Kern des aktuellen Verfahrens ist eine Garantieerklärung gegenüber einem Investor beziehungsweise den Vertretern einer Privatstiftung, hinter der nach Medienangaben der frühere Strabag‑Chef Hans-Peter Haselsteiner stehen dürfte. Nach Darstellung der WKStA soll Benko eine „wahrheitswidrige Garantie“ abgegeben und die Stiftung dadurch um rund fünf Millionen Euro geschädigt haben. Konkret sollen die vertretungsbefugten Organe der Stiftung durch die Erklärung dazu veranlasst worden sein, etwa 3,3 Millionen Euro an die Signa Holding zu überweisen und auf die Rückforderung weiterer rund 1,7 Millionen Euro zu verzichten.
Der Garantie zufolge sei der Privatstiftung eine Zahlung von in Summe rund fünf Millionen Euro bis spätestens 30. Juni 2024 zugesichert worden. Diese Rückzahlung sei jedoch ausgeblieben, so die Anklagebehörde. Dadurch soll die Stiftung in Millionenhöhe geschädigt und im Gegenzug die Signa Holding sowie eine weitere Gesellschaft unrechtmäßig bereichert worden sein. Neben dieser angeblichen Falschgarantie wirft die WKStA Benko vor, im Zuge der Signa-Insolvenz sowie seiner persönlichen Insolvenz ein Jagdgewehr im Wert von rund 80.000 Euro vor den Gläubigern verborgen zu haben und damit deren Befriedigung vereitelt zu haben.
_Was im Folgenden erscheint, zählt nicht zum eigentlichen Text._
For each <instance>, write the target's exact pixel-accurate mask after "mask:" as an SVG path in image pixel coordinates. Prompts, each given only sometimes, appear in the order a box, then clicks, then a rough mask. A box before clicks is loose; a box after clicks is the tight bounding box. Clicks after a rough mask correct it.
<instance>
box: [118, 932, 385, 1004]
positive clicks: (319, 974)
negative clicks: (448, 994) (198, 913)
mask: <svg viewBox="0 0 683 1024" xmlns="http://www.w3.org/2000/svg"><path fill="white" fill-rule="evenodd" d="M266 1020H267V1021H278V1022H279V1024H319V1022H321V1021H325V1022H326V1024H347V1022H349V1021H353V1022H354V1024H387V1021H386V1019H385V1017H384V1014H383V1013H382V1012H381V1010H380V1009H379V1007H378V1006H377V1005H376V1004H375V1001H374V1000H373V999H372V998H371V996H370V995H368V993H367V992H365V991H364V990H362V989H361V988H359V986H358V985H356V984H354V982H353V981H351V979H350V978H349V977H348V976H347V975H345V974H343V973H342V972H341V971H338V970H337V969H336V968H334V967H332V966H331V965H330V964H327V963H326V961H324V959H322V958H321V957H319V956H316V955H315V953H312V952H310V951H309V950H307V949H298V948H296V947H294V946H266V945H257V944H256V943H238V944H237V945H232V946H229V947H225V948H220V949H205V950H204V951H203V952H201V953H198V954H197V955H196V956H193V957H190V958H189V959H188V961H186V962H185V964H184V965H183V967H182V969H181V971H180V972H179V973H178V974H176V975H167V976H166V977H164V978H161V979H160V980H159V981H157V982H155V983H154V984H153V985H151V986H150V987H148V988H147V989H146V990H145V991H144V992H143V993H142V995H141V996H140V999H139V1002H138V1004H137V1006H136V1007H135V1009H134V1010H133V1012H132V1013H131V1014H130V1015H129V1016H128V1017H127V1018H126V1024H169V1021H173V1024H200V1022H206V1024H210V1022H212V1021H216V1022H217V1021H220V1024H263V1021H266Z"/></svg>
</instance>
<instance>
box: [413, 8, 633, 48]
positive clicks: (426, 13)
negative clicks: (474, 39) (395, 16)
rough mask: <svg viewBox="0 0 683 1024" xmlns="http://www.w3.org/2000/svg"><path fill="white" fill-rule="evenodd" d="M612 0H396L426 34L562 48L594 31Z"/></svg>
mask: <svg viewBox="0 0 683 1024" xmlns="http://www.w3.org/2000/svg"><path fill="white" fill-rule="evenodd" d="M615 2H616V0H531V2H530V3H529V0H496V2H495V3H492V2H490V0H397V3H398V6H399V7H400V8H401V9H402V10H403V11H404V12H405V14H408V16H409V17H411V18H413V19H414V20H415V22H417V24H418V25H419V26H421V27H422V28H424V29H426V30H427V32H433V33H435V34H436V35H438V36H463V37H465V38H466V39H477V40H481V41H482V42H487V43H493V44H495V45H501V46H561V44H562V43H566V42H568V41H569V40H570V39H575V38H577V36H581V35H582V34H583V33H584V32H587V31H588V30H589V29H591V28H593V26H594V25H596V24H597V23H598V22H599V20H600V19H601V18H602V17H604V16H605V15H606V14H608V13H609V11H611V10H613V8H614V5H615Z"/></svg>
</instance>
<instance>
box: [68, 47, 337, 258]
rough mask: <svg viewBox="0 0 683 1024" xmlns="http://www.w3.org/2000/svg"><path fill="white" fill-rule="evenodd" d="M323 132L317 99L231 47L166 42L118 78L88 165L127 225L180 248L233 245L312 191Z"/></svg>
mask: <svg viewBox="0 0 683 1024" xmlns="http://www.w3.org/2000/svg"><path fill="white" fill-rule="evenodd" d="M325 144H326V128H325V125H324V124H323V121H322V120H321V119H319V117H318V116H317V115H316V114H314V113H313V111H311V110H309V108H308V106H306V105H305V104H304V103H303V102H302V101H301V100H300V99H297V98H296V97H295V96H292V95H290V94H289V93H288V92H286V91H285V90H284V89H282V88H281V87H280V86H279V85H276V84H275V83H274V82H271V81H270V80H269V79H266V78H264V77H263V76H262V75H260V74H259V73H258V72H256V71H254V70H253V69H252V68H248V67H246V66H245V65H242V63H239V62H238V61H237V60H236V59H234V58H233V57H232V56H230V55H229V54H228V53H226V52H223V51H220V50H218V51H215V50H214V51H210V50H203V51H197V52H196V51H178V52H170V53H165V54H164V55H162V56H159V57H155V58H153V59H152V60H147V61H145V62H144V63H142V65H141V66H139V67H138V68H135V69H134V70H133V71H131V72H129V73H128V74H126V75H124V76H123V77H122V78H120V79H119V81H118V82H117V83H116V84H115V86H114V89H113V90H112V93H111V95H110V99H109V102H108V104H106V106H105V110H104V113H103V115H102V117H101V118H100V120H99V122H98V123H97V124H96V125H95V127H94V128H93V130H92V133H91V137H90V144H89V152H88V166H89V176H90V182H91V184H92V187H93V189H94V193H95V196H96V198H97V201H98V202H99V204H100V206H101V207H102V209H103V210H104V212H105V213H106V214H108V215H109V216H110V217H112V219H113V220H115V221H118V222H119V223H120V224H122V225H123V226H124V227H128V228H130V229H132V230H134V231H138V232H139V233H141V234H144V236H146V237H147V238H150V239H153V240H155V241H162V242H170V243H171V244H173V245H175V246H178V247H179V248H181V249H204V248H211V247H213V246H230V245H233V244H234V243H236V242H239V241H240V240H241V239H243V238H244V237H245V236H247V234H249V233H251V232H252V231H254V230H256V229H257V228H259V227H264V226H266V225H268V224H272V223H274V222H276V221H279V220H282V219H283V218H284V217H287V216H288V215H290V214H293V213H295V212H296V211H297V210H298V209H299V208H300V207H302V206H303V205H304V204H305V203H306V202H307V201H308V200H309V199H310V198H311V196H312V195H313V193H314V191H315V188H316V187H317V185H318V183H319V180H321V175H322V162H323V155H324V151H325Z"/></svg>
Benko war über zwei Jahrzehnte eine der prominentesten Unternehmerfiguren im deutschsprachigen Raum. Mit einem dicht verschachtelten Geflecht aus Immobilien- und Handelsbeteiligungen baute er das Signa-Imperium auf, zu dem zeitweise auch die deutschen Warenhausketten Karstadt und Kaufhof gehörten. Steigende Zinsen, höhere Baukosten und aggressive Zukäufe trugen letztlich zur Insolvenz des Konzerns bei. Im weitläufigen Signa-Komplex wird der ehemalige Milliardär von der WKStA unter anderem wegen Betrugs, Untreue und Bankrotts verdächtigt; weitere Anklagen hält die Behörde für möglich.
Der Investor ist bereits in zwei ähnlichen Verfahren verurteilt worden, beide Urteile sind jedoch noch nicht rechtskräftig. Im Oktober 2025 verhängte ein Gericht eine zweijährige Haftstrafe, im Dezember desselben Jahres folgte wegen Schädigung von Gläubigern eine weitere Verurteilung zu 15 Monaten auf Bewährung sowie eine Geldstrafe. Parallel dazu laufen mehrere Ermittlungsstränge, die auch andere frühere Führungskräfte aus dem Signa-Umfeld betreffen. Die jetzige Anklage erhöht den juristischen Druck auf Benko weiter und dürfte die Aufarbeitung einer der spektakulärsten Unternehmenspleiten im deutschsprachigen Raum zusätzlich in die Länge ziehen.